Crystallization of selenoxides

1H+HSO4·(MeOH)2 (CCDC 2291793): the crystal structure of 1H+HSO4·(MeOH)2 was obtained as follows. First, 1 (3 mg) was dissolved in a solution of H2SO4 (0.2 M) in methanol (0.1 ml) to afford a bright-yellow solution at 25 °C. Then, the solution was slowly added to an NMR tube filled with toluene (0.5 mL), and left standing in the dark at 4 °C for 24 h.

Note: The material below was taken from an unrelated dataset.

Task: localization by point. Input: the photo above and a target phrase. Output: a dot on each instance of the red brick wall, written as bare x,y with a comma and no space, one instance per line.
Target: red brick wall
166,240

5H+MsO (CCDC 2304770): the crystal structure of 5H+MsO was obtained as follows. First, 5 (2 mg) was dissolved in a solution of methanesulfonic acid (0.5 M) in methanol (30 µl) at 25 °C in a GC vial (2 ml) to afford a pale yellow solution. Then, the solution was diluted with toluene (60 µl), followed by the slow addition of hexanes (0.4 ml) above the solution. (Note that it is important not to shake the vial during/after hexane addition.) The mixture was left standing in the dark at 25 °C for 24 h.